Bourke & Wills reached the Darling River near Pooncarie at nearby Tarcoola Station and made camp at what is now Bilbarka Park in September 1860 on the way to their ill-fated expedition to the Gulf of Carpentaria.
Originally gazetted as Pooncaira’ in 1863, the area was first ‘established’ by Europeans in the 1840s as settlers took up illegal livestock runs on crown land.
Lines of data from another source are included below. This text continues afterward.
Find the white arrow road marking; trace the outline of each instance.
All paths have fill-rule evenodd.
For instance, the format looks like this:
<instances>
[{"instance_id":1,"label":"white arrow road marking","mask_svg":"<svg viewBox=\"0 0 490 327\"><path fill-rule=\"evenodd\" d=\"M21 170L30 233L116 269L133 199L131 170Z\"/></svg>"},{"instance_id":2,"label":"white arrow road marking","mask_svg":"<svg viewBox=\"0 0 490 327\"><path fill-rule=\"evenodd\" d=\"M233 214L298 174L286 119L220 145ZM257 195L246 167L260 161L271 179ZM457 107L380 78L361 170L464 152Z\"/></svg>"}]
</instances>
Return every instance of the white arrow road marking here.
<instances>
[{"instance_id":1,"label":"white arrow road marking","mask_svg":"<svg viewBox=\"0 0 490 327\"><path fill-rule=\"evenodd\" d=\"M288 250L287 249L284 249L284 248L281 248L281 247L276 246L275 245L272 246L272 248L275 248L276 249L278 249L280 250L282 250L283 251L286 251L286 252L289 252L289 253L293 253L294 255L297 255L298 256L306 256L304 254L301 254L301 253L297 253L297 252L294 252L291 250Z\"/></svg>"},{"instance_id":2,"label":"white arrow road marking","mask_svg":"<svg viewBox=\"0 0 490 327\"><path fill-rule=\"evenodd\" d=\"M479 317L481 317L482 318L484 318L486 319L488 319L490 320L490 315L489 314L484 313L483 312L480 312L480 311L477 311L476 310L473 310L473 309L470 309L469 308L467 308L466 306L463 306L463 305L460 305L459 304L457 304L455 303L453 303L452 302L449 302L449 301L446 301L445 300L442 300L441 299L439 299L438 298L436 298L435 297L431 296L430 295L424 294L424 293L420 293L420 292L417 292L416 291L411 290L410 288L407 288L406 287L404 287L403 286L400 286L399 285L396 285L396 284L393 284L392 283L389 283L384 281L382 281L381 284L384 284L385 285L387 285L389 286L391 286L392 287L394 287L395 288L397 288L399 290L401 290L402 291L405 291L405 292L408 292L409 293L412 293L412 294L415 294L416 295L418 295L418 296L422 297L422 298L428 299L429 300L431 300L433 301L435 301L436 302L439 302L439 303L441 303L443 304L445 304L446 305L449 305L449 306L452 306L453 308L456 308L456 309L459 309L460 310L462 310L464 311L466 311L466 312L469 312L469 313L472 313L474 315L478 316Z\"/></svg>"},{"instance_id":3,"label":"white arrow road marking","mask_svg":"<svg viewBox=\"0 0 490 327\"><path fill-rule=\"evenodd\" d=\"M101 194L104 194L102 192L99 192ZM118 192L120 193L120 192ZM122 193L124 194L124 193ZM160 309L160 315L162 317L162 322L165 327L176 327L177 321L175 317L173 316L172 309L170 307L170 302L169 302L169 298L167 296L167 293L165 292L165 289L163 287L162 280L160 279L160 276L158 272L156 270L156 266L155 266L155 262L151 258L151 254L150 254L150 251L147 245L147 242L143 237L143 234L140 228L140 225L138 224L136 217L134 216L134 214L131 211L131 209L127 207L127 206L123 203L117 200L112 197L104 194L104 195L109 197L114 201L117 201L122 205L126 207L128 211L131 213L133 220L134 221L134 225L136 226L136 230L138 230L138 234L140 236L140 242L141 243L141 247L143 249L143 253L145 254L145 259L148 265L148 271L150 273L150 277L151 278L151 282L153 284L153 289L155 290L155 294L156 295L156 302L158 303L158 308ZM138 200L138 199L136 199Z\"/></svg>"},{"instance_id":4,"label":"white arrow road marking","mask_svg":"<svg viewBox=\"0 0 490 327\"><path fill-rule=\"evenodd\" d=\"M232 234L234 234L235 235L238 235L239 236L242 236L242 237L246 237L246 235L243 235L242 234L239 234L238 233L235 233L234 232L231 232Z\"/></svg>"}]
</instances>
By the 1860s the federal government, in an attempt to gain control of the area, formalised these illegal (and unfenced) claims.
More settlers followed, and the town established itself as a service hub for outlying stations and more importantly, at the time, a port for the Paddle-steamer trade that was pushing up the Darling River.
Today, Pooncarie is a great little Darling River service town for those travelling the Darling River Run or exploring the lower Darling region of Outback NSW.
The highlight on the social calendar is the Pooncarie Cup (October).
Nearby Mungo National Park is one of the most visited National Parks in Outback NSW, and for good reason. It is not only about the much-photographed Lunette and ‘Walls of China’, but it is the site that provides evidence of continual human habitation of over 40,000 years.
Visit the Old Wharf Site today on the banks of the Darling River, via McKinlay street into Darling Street.
There are three parks in the town, and one of the central appeals of Pooncarie is that it is an ideal place to camp, to have a picnic and to go fishing in the Darling River.
The main attraction in the area is Lake Mungo. The lake is the central feature of Mungo National Park and is one of seventeen lakes in the World Heritage-listed Willandra Lakes Region.